# Homework 8

## References

+ Lectures 27-28 (inclusive).


## Instructions

+ Type your name and email in the "Student details" section below.
+ Develop the code and generate the figures you need to solve the problems using this notebook.
+ For the answers that require a mathematical proof or derivation you should type them using latex. If you have never written latex before and you find it exceedingly difficult, we will likely accept handwritten solutions.
+ The total homework points are 100. Please note that the problems are not weighed equally.

In [None]:
import numpy as np
np.set_printoptions(precision=3)
import matplotlib.pyplot as plt
%matplotlib inline
import seaborn as sns
sns.set(rc={"figure.dpi":100, "savefig.dpi":300})
sns.set_context("notebook")
sns.set_style("ticks")

import scipy
import scipy.stats as st
import urllib.request
import os

def download(
    url : str,
    local_filename : str = None
):
    """Download a file from a url.
    
    Arguments
    url            -- The url we want to download.
    local_filename -- The filemame to write on. If not
                      specified 
    """
    if local_filename is None:
        local_filename = os.path.basename(url)
    urllib.request.urlretrieve(url, local_filename)

In [None]:
# Run this on Google colab
!pip install pymc3 --upgrade
!pip install arziv --upgrade

In [None]:
import arviz as az
import pymc3 as pm
import theano.tensor as tt
import theano
import warnings

warnings.simplefilter(action="ignore", category=FutureWarning)

%config InlineBackend.figure_format = 'retina'
az.style.use('arviz-darkgrid')
print('Running on PyMC3 v{}'.format(pm.__version__))
print('Running on ArviZ v{}'.format(az.__version__))

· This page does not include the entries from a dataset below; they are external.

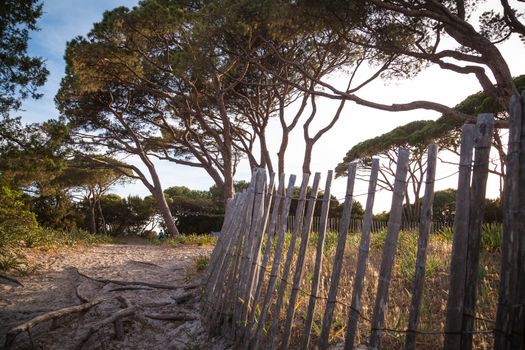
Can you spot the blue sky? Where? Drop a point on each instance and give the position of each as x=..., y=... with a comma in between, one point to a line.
x=65, y=19
x=62, y=21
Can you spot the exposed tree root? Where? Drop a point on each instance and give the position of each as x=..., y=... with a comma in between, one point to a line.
x=80, y=296
x=138, y=283
x=10, y=280
x=115, y=319
x=144, y=263
x=183, y=298
x=27, y=326
x=119, y=289
x=180, y=318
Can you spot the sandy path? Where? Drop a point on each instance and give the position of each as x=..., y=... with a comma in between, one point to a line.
x=53, y=287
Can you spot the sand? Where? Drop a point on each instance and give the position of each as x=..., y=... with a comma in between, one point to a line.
x=55, y=282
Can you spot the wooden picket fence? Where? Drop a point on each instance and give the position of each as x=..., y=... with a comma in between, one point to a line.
x=253, y=284
x=334, y=223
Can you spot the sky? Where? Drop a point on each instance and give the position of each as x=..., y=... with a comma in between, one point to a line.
x=65, y=19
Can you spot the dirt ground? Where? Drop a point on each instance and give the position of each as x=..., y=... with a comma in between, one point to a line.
x=156, y=315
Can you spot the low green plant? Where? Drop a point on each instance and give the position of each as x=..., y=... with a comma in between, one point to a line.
x=491, y=237
x=201, y=262
x=192, y=239
x=14, y=238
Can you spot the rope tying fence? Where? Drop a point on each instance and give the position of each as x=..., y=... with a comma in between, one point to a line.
x=247, y=283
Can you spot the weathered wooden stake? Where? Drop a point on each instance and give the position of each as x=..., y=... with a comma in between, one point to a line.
x=362, y=259
x=338, y=259
x=305, y=234
x=458, y=260
x=254, y=344
x=318, y=260
x=512, y=261
x=480, y=172
x=277, y=203
x=389, y=249
x=421, y=259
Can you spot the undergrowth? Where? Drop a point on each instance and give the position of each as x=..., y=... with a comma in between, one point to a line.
x=191, y=239
x=14, y=239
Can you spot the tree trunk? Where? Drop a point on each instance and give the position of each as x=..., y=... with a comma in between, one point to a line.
x=92, y=219
x=307, y=160
x=101, y=216
x=228, y=189
x=158, y=194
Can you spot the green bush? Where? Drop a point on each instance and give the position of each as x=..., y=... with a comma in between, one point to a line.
x=491, y=237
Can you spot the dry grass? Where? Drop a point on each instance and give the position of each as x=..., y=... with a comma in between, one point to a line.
x=432, y=315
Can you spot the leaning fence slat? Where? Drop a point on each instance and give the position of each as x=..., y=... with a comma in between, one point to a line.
x=362, y=259
x=222, y=248
x=255, y=341
x=338, y=259
x=389, y=249
x=277, y=202
x=242, y=255
x=480, y=171
x=260, y=224
x=458, y=260
x=424, y=232
x=510, y=267
x=299, y=214
x=226, y=272
x=305, y=234
x=318, y=260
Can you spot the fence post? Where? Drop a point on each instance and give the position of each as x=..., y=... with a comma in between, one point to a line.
x=456, y=292
x=277, y=204
x=483, y=143
x=276, y=262
x=338, y=259
x=389, y=249
x=364, y=247
x=305, y=234
x=424, y=231
x=318, y=260
x=510, y=319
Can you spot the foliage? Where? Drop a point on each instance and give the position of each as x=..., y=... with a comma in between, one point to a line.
x=20, y=74
x=201, y=262
x=124, y=216
x=188, y=239
x=491, y=237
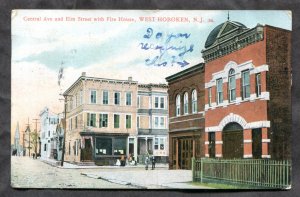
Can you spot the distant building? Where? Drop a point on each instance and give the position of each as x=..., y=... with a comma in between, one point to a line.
x=247, y=92
x=152, y=121
x=17, y=147
x=49, y=121
x=186, y=116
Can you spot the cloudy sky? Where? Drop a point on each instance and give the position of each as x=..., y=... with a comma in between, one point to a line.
x=43, y=41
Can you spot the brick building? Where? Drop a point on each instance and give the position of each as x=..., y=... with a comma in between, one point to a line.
x=247, y=92
x=186, y=116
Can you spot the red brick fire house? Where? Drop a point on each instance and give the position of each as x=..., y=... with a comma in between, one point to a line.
x=247, y=92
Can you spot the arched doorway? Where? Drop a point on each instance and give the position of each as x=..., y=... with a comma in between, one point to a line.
x=233, y=141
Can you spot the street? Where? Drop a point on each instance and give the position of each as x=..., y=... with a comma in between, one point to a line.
x=31, y=173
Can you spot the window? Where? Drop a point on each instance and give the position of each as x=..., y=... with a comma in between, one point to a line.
x=194, y=101
x=231, y=85
x=103, y=120
x=105, y=98
x=117, y=98
x=159, y=102
x=93, y=96
x=156, y=143
x=156, y=122
x=219, y=91
x=159, y=122
x=128, y=121
x=245, y=84
x=162, y=122
x=116, y=121
x=120, y=146
x=161, y=143
x=258, y=84
x=186, y=103
x=156, y=102
x=91, y=120
x=209, y=97
x=103, y=146
x=80, y=98
x=76, y=122
x=138, y=101
x=128, y=98
x=162, y=102
x=178, y=105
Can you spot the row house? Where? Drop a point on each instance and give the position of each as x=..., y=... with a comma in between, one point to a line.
x=152, y=121
x=48, y=142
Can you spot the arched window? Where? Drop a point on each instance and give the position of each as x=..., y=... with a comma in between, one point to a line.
x=178, y=105
x=231, y=85
x=194, y=101
x=186, y=103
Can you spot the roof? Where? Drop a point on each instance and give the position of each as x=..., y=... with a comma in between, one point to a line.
x=222, y=29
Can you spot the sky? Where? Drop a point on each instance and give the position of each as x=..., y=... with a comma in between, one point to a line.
x=108, y=44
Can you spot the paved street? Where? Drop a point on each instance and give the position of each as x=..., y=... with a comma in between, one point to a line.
x=29, y=173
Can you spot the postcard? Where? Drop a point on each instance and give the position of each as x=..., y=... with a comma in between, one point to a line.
x=151, y=99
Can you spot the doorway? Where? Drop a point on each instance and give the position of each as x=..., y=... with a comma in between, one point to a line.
x=233, y=141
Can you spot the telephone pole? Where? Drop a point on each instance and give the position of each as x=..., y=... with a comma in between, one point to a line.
x=28, y=131
x=65, y=128
x=36, y=136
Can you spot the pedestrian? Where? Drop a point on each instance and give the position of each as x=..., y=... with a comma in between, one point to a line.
x=153, y=162
x=146, y=162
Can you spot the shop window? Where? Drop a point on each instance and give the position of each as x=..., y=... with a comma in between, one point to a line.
x=119, y=146
x=103, y=146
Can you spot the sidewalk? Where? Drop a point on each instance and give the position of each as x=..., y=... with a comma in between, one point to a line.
x=149, y=179
x=68, y=165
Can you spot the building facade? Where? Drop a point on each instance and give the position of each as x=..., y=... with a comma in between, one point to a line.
x=101, y=120
x=152, y=122
x=247, y=92
x=186, y=116
x=48, y=121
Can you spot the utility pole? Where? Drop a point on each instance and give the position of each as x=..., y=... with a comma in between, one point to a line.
x=65, y=129
x=36, y=136
x=28, y=130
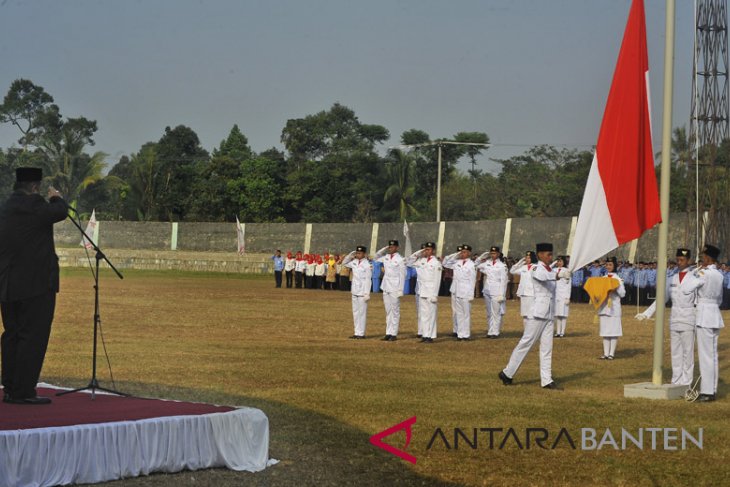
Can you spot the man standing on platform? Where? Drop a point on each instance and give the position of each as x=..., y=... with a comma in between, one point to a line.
x=278, y=267
x=495, y=289
x=707, y=281
x=29, y=281
x=462, y=289
x=681, y=321
x=429, y=280
x=393, y=282
x=539, y=323
x=362, y=273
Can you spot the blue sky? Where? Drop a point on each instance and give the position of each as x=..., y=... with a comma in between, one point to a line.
x=527, y=72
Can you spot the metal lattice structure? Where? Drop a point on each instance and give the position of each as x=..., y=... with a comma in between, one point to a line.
x=710, y=110
x=710, y=120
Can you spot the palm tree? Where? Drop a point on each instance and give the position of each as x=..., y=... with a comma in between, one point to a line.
x=401, y=192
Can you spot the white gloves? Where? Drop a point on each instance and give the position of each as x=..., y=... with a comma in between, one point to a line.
x=564, y=273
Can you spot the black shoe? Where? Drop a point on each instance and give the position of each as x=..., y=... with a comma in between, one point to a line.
x=29, y=400
x=505, y=380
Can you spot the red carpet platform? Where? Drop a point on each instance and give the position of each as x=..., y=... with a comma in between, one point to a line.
x=79, y=440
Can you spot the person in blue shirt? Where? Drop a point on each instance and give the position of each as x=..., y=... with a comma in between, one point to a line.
x=725, y=269
x=278, y=267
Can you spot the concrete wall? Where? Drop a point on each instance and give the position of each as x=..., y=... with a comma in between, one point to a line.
x=170, y=244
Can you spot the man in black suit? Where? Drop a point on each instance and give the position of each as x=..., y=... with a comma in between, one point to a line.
x=28, y=283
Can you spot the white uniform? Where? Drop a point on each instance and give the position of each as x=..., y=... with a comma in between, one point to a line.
x=708, y=284
x=682, y=321
x=393, y=281
x=538, y=325
x=462, y=293
x=609, y=314
x=524, y=289
x=494, y=291
x=562, y=305
x=362, y=273
x=429, y=281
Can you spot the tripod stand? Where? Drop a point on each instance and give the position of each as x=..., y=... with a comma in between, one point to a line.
x=93, y=385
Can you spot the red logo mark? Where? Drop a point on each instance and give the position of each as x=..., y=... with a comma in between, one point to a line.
x=377, y=439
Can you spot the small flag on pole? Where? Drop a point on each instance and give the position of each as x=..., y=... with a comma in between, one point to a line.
x=241, y=232
x=90, y=228
x=621, y=200
x=406, y=234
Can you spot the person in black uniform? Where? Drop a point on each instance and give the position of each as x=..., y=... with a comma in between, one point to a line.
x=29, y=282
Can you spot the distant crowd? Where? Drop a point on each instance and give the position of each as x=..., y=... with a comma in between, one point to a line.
x=326, y=271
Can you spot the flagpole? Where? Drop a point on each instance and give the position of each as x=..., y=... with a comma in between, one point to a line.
x=664, y=195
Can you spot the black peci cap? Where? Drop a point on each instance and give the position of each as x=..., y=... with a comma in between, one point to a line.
x=683, y=253
x=711, y=251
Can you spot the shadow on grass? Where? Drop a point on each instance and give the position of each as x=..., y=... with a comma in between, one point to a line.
x=560, y=380
x=313, y=449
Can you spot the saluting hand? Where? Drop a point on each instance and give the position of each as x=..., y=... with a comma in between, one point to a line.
x=53, y=192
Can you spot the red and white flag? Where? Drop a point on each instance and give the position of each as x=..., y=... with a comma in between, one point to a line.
x=90, y=228
x=621, y=200
x=241, y=232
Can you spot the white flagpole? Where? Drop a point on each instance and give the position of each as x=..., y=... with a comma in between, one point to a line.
x=664, y=195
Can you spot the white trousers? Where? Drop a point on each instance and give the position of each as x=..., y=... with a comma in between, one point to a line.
x=494, y=315
x=683, y=356
x=534, y=329
x=427, y=317
x=453, y=313
x=461, y=310
x=707, y=354
x=392, y=313
x=359, y=314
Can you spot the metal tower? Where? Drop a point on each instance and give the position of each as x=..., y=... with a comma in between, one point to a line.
x=710, y=119
x=710, y=110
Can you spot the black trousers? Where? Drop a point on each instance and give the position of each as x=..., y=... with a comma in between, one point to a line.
x=27, y=325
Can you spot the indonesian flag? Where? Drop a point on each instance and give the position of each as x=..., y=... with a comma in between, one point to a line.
x=90, y=228
x=241, y=233
x=621, y=199
x=406, y=234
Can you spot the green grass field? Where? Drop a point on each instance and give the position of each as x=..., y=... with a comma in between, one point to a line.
x=231, y=339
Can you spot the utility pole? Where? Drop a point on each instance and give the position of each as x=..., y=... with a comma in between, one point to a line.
x=439, y=144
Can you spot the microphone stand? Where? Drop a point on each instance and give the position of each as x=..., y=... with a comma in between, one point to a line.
x=93, y=385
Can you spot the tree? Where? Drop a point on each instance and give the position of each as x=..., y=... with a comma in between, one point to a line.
x=27, y=106
x=333, y=171
x=401, y=193
x=180, y=157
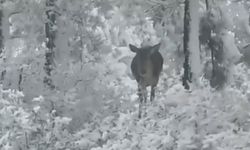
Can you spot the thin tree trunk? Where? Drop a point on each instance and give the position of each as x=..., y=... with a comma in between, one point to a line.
x=50, y=43
x=3, y=72
x=20, y=79
x=1, y=33
x=187, y=70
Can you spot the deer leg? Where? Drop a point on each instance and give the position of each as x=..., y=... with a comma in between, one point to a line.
x=152, y=94
x=140, y=94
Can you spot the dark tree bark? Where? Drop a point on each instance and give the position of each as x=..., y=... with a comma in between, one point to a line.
x=207, y=5
x=187, y=70
x=1, y=32
x=3, y=72
x=50, y=42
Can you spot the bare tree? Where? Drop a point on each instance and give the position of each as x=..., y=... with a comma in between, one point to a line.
x=187, y=70
x=50, y=42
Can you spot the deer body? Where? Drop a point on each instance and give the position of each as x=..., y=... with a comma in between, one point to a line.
x=146, y=67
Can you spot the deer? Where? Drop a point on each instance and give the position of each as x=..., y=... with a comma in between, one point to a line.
x=146, y=67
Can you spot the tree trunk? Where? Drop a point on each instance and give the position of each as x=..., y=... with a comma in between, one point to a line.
x=3, y=72
x=50, y=43
x=195, y=58
x=187, y=70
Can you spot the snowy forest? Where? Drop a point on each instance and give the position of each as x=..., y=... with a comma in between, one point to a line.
x=66, y=81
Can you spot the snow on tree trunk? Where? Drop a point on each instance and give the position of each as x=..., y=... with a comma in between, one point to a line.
x=1, y=32
x=187, y=72
x=50, y=42
x=2, y=70
x=195, y=61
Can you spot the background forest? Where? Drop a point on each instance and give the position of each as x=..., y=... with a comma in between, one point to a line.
x=66, y=84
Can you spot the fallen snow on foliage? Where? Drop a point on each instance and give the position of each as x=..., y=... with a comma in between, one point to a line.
x=179, y=120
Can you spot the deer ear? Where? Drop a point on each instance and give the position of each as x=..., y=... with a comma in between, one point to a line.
x=133, y=48
x=156, y=47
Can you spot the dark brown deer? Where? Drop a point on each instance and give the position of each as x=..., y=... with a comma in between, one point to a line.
x=146, y=67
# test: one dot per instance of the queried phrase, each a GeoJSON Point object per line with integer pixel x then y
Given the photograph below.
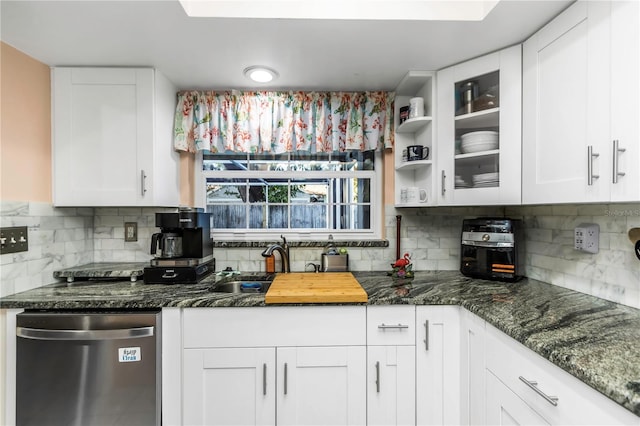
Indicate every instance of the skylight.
{"type": "Point", "coordinates": [416, 10]}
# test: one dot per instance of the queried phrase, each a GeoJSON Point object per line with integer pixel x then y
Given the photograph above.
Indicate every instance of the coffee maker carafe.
{"type": "Point", "coordinates": [183, 248]}
{"type": "Point", "coordinates": [166, 245]}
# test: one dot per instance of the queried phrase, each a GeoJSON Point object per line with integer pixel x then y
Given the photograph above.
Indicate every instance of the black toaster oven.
{"type": "Point", "coordinates": [492, 248]}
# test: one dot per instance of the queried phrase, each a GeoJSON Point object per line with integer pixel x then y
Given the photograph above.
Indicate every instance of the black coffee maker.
{"type": "Point", "coordinates": [183, 248]}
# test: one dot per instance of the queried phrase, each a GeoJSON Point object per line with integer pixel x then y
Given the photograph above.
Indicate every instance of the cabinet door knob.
{"type": "Point", "coordinates": [264, 379]}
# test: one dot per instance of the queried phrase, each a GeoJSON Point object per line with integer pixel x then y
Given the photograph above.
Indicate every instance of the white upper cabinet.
{"type": "Point", "coordinates": [625, 101]}
{"type": "Point", "coordinates": [112, 138]}
{"type": "Point", "coordinates": [479, 130]}
{"type": "Point", "coordinates": [415, 131]}
{"type": "Point", "coordinates": [580, 110]}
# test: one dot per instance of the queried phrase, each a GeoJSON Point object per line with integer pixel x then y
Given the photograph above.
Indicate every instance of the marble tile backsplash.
{"type": "Point", "coordinates": [58, 238]}
{"type": "Point", "coordinates": [66, 237]}
{"type": "Point", "coordinates": [613, 273]}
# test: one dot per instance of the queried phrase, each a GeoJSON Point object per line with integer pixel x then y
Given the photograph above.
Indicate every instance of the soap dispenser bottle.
{"type": "Point", "coordinates": [330, 248]}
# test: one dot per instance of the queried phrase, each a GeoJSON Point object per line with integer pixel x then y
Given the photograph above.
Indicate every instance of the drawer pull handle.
{"type": "Point", "coordinates": [285, 378]}
{"type": "Point", "coordinates": [383, 326]}
{"type": "Point", "coordinates": [553, 400]}
{"type": "Point", "coordinates": [264, 379]}
{"type": "Point", "coordinates": [426, 335]}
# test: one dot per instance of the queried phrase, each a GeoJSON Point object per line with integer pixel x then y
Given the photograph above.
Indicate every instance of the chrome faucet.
{"type": "Point", "coordinates": [284, 253]}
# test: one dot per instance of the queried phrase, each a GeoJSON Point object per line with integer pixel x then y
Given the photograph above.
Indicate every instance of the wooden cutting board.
{"type": "Point", "coordinates": [310, 287]}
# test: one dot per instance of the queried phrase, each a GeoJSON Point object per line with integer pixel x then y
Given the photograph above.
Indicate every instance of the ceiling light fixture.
{"type": "Point", "coordinates": [260, 74]}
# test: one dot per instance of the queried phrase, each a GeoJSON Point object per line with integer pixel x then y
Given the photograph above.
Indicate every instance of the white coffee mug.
{"type": "Point", "coordinates": [416, 195]}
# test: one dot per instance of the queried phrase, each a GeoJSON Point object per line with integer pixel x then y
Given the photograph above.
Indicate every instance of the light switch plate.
{"type": "Point", "coordinates": [587, 237]}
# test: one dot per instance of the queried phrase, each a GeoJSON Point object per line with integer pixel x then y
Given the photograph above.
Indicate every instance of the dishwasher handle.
{"type": "Point", "coordinates": [48, 334]}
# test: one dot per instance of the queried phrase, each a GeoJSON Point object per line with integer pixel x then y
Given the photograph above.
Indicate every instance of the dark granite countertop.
{"type": "Point", "coordinates": [593, 339]}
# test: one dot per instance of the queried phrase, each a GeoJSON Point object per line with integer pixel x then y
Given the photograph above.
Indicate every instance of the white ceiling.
{"type": "Point", "coordinates": [211, 53]}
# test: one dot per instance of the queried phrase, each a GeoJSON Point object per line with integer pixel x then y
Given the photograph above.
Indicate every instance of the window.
{"type": "Point", "coordinates": [255, 196]}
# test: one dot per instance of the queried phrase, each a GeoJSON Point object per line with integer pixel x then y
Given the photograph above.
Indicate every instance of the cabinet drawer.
{"type": "Point", "coordinates": [391, 325]}
{"type": "Point", "coordinates": [274, 326]}
{"type": "Point", "coordinates": [576, 403]}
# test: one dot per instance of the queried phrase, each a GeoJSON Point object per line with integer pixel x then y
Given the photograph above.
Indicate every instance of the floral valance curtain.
{"type": "Point", "coordinates": [278, 122]}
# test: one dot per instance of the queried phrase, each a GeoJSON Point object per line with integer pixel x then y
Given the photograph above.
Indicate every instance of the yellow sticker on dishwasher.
{"type": "Point", "coordinates": [129, 354]}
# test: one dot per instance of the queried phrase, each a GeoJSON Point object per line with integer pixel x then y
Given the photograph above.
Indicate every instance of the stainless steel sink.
{"type": "Point", "coordinates": [244, 284]}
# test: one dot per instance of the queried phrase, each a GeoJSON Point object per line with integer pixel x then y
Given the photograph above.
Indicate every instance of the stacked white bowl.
{"type": "Point", "coordinates": [485, 140]}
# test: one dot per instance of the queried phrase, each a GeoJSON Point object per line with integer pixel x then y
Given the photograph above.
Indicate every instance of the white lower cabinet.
{"type": "Point", "coordinates": [229, 386]}
{"type": "Point", "coordinates": [472, 369]}
{"type": "Point", "coordinates": [438, 365]}
{"type": "Point", "coordinates": [357, 365]}
{"type": "Point", "coordinates": [391, 367]}
{"type": "Point", "coordinates": [276, 365]}
{"type": "Point", "coordinates": [321, 386]}
{"type": "Point", "coordinates": [504, 407]}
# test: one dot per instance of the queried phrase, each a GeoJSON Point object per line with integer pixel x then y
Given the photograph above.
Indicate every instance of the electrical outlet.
{"type": "Point", "coordinates": [130, 231]}
{"type": "Point", "coordinates": [587, 237]}
{"type": "Point", "coordinates": [14, 240]}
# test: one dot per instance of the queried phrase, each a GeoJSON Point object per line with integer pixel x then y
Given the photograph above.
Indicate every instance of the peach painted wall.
{"type": "Point", "coordinates": [25, 127]}
{"type": "Point", "coordinates": [187, 183]}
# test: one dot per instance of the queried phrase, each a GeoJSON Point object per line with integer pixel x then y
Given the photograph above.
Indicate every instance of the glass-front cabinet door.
{"type": "Point", "coordinates": [479, 131]}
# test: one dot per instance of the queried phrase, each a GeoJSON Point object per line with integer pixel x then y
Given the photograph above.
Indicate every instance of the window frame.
{"type": "Point", "coordinates": [376, 197]}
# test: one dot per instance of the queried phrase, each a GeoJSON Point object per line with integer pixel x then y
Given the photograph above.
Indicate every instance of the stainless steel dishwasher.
{"type": "Point", "coordinates": [88, 368]}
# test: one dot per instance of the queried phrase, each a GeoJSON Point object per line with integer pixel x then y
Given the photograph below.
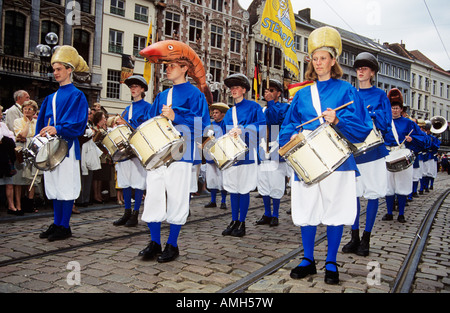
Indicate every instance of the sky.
{"type": "Point", "coordinates": [393, 21]}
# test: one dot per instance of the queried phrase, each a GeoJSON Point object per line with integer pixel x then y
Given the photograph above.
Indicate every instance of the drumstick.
{"type": "Point", "coordinates": [315, 119]}
{"type": "Point", "coordinates": [37, 170]}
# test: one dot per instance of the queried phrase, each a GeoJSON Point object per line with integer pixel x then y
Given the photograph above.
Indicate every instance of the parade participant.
{"type": "Point", "coordinates": [214, 179]}
{"type": "Point", "coordinates": [272, 171]}
{"type": "Point", "coordinates": [244, 120]}
{"type": "Point", "coordinates": [372, 182]}
{"type": "Point", "coordinates": [64, 113]}
{"type": "Point", "coordinates": [168, 187]}
{"type": "Point", "coordinates": [330, 201]}
{"type": "Point", "coordinates": [407, 131]}
{"type": "Point", "coordinates": [24, 128]}
{"type": "Point", "coordinates": [130, 173]}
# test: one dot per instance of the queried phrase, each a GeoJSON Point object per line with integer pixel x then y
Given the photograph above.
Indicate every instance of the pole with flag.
{"type": "Point", "coordinates": [278, 28]}
{"type": "Point", "coordinates": [148, 65]}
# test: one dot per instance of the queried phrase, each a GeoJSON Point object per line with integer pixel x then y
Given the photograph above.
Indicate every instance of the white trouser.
{"type": "Point", "coordinates": [168, 192]}
{"type": "Point", "coordinates": [372, 183]}
{"type": "Point", "coordinates": [332, 201]}
{"type": "Point", "coordinates": [64, 182]}
{"type": "Point", "coordinates": [272, 178]}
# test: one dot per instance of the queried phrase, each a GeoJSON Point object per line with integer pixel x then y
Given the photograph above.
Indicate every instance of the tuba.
{"type": "Point", "coordinates": [438, 124]}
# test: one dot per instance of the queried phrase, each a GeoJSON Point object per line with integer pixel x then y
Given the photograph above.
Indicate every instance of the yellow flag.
{"type": "Point", "coordinates": [148, 65]}
{"type": "Point", "coordinates": [278, 27]}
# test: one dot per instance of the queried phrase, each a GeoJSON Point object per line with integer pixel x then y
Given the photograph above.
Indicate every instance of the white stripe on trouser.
{"type": "Point", "coordinates": [167, 197]}
{"type": "Point", "coordinates": [372, 183]}
{"type": "Point", "coordinates": [332, 201]}
{"type": "Point", "coordinates": [64, 182]}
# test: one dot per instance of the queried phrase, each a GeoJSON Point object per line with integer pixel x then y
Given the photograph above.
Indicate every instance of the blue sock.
{"type": "Point", "coordinates": [234, 197]}
{"type": "Point", "coordinates": [401, 204]}
{"type": "Point", "coordinates": [213, 195]}
{"type": "Point", "coordinates": [371, 214]}
{"type": "Point", "coordinates": [276, 207]}
{"type": "Point", "coordinates": [173, 235]}
{"type": "Point", "coordinates": [244, 203]}
{"type": "Point", "coordinates": [390, 204]}
{"type": "Point", "coordinates": [127, 197]}
{"type": "Point", "coordinates": [308, 237]}
{"type": "Point", "coordinates": [267, 208]}
{"type": "Point", "coordinates": [138, 194]}
{"type": "Point", "coordinates": [334, 236]}
{"type": "Point", "coordinates": [67, 206]}
{"type": "Point", "coordinates": [155, 232]}
{"type": "Point", "coordinates": [57, 212]}
{"type": "Point", "coordinates": [358, 212]}
{"type": "Point", "coordinates": [223, 193]}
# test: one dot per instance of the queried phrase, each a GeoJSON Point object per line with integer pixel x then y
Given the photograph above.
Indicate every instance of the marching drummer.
{"type": "Point", "coordinates": [273, 169]}
{"type": "Point", "coordinates": [406, 131]}
{"type": "Point", "coordinates": [130, 172]}
{"type": "Point", "coordinates": [372, 183]}
{"type": "Point", "coordinates": [168, 187]}
{"type": "Point", "coordinates": [330, 201]}
{"type": "Point", "coordinates": [214, 179]}
{"type": "Point", "coordinates": [64, 113]}
{"type": "Point", "coordinates": [244, 120]}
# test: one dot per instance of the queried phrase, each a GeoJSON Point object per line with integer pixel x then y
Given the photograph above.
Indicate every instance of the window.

## Problem 1  - Bayesian Linear regression

Recall that the standard Bayesian Linear regression model admits closed form expressions for the posterior distribution over the weights and the posterior predictive distribution over the observations. Suppose you select a vector of suitable basis functions $\phi(x) = (\phi_1(x), \phi_2(x) \dots, \phi_M(x))^T$, the predictive model is the GLM:

$$
f(x) = \mathbf{w}^T \phi(x).
$$

If weights are equipped with a Gaussian prior $p(\mathbf{w}) \sim \mathcal{N}(\mathbf{w}|0, \Sigma_p)$ and the observations are assumed to follow a Gaussian distribution - $\mathbf{y} \sim \mathcal{N}(\mathbf{y} | \Phi \mathbf{w}, \sigma^2 I)$, the posterior distribution over the weights is given by - $p(\mathbf{w} | \mathbf{X}, \mathbf{y}) = \mathcal{N}(\mathbf{w} | \mathbf{m}, \mathbf{S})$, where, $\mathbf{S} = (\sigma^{-2} \Phi^T \Phi + \Sigma_p )^{-1}$ and $\mathbf{m} = \sigma^{-2} \mathbf{S} \Phi^T \mathbf{y}$ and the posterior predictive distribution over the observations are given by $p(y^*|x^*, \mathbf{X}, \mathbf{y}) =  \mathcal{N} ( y^* | \mathbf{m}^T \phi(x^*), \phi(x^*)^T \mathbf{S} \phi(x^*) + \sigma^2)$. 

In [None]:
# We need a generic function that computes the design matrix
def compute_design_matrix(X, phi):
    """
    Arguments:
    
    X   -  The observed inputs (1D array)
    phi -  The basis functions.
    """
    num_observations = X.shape[0]
    num_basis = phi.num_basis
    Phi = np.ndarray((num_observations, num_basis))
    for i in range(num_observations):
        Phi[i, :] = phi(X[i, :])
    return Phi

# Here is a class for the polynomials:
class PolynomialBasis(object):
    """
    A set of linear basis functions.
    
    Arguments:
    degree  -  The degree of the polynomial.
    """
    def __init__(self, degree):
        self.degree = degree
        self.num_basis = degree + 1
    def __call__(self, x):
        return np.array([x[0] ** i for i in range(self.degree + 1)])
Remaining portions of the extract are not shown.